Biden's plan also evokes President Trump's calls for a U.S. manufacturing renaissance in Biden's call "to ensure that the future is made in America, and in all of America."
"We've seen the importance of bringing home critical supply chains so that we aren’t dependent on other countries in future crises," the Biden transition website states. "But Biden believes we can't stop there — he plans to build a strong industrial base and small-business-led supply chains to retain and create millions of good-paying union jobs in manufacturing and technology across the country."
The push to move supply chains back to the United States has been a key priority for the Trump administration. For example, this summer as the Trump White House announced a major deal to pivot photo giant Kodak toward pharmaceutical manufacturing, it made clear this was just the first step in a broader plan to break Chinese dominance of supply chain in manufacturing. Earlier this year, Trump's Department of Homeland Security announced a new set of restrictions on products produced by Chinese forced labor.
A President Biden will "raise taxes, he'll increase regulations, he'll do bad trade deals — globalist — send our supply chains back offshore, he'll slash defense spending, and he'll dry up our oil wells," Trump administration senior trade advisor Peter Navarro told "Just the News AM" television show. "Your gas prices will go up, and we'll be back in the '70s. Not a pretty picture."
Navarro encapsulated his forecast for Bidenomics as: "cloudy, with a chance of Great Depression."
For its part, the Trump campaign recently highlighted an article from The Wall Street Journal editorial board about a recent study from the Hoover Institution co-authored by Kevin Hassett, Trump's former chair of the White House Council of Economic Advisors, showing Biden's economic plans "will have a damaging impact on growth, job creation and household income."
The 50-page Hoover analysis examines policies for their incentive and supply-side effects, rather than merely macroeconomic demand-side spending.

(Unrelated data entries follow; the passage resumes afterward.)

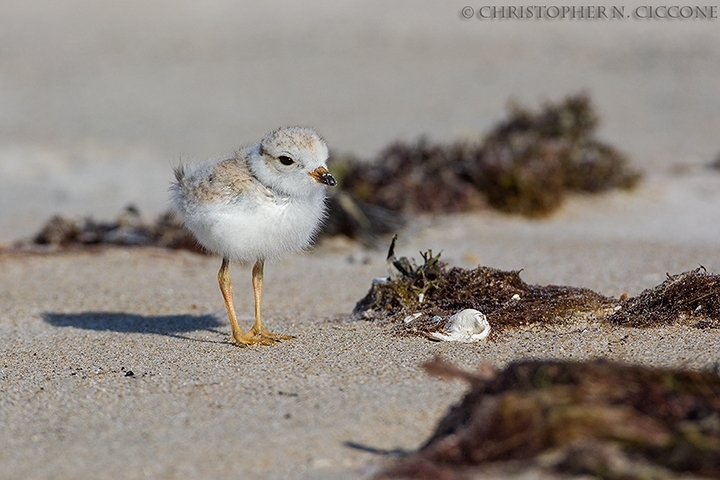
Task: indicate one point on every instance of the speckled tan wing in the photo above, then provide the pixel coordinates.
(225, 181)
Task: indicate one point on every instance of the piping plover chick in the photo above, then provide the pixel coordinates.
(259, 204)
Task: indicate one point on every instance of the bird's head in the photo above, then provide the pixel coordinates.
(292, 160)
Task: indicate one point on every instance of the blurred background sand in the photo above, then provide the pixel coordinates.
(99, 99)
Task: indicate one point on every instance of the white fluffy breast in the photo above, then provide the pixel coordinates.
(263, 228)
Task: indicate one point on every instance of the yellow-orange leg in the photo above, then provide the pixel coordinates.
(226, 288)
(258, 328)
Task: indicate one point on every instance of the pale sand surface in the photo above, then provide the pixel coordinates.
(325, 405)
(99, 100)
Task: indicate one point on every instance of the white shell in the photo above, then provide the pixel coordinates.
(465, 326)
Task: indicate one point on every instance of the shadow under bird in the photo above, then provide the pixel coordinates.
(263, 202)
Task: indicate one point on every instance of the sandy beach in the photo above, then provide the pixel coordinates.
(115, 362)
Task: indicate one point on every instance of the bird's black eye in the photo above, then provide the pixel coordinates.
(285, 160)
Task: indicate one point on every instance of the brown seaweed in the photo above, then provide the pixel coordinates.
(418, 299)
(690, 298)
(432, 290)
(527, 164)
(605, 419)
(128, 229)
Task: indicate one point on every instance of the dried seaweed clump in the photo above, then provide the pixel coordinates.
(690, 298)
(128, 229)
(422, 293)
(600, 418)
(528, 163)
(525, 165)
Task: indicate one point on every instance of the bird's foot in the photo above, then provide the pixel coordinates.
(259, 337)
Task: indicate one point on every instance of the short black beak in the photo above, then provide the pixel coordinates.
(328, 179)
(321, 175)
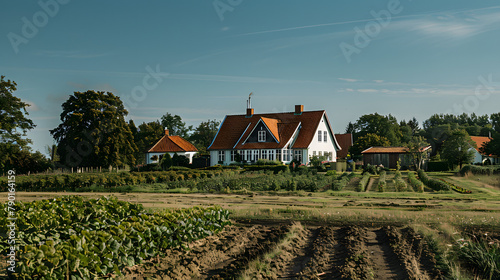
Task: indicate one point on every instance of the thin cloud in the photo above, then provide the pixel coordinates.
(70, 54)
(348, 80)
(424, 25)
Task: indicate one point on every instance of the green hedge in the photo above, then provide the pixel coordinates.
(361, 187)
(434, 184)
(417, 185)
(341, 182)
(437, 166)
(274, 168)
(479, 170)
(76, 182)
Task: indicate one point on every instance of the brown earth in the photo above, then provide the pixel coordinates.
(316, 252)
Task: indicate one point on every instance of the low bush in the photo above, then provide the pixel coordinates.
(361, 187)
(342, 181)
(416, 184)
(434, 184)
(382, 181)
(372, 169)
(478, 170)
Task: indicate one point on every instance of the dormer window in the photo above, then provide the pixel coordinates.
(262, 136)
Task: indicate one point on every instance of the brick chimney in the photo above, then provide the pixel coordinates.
(299, 109)
(249, 112)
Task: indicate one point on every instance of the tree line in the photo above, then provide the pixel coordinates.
(447, 134)
(94, 133)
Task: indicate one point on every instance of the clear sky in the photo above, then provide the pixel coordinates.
(407, 58)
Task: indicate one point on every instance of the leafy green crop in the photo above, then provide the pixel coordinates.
(87, 239)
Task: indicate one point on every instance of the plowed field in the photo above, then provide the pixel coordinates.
(316, 252)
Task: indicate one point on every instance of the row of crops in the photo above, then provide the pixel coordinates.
(75, 182)
(77, 238)
(203, 180)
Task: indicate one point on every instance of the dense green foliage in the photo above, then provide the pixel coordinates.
(416, 184)
(341, 182)
(479, 170)
(400, 183)
(361, 187)
(382, 181)
(458, 148)
(93, 131)
(86, 239)
(434, 184)
(14, 124)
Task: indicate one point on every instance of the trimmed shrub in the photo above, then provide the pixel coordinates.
(416, 184)
(361, 187)
(438, 166)
(434, 184)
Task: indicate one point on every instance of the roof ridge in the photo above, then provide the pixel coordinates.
(157, 142)
(182, 139)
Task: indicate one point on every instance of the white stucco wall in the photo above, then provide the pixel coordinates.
(317, 146)
(189, 155)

"Overall," according to the Journal editorial, "the authors estimate that the Biden agenda, if fully implemented, would reduce full-time equivalent employment per person by about 3%, the capital stock per person by some 15%, and real GDP per capita by more than 8%. Compared to Congressional Budget Office estimates for these variables in 2030, this means there would be 4.9 million fewer working Americans, $2.6 trillion less in GDP, and $6,500 less in median household income."
The Biden transition team did not respond to a request for comment on this article.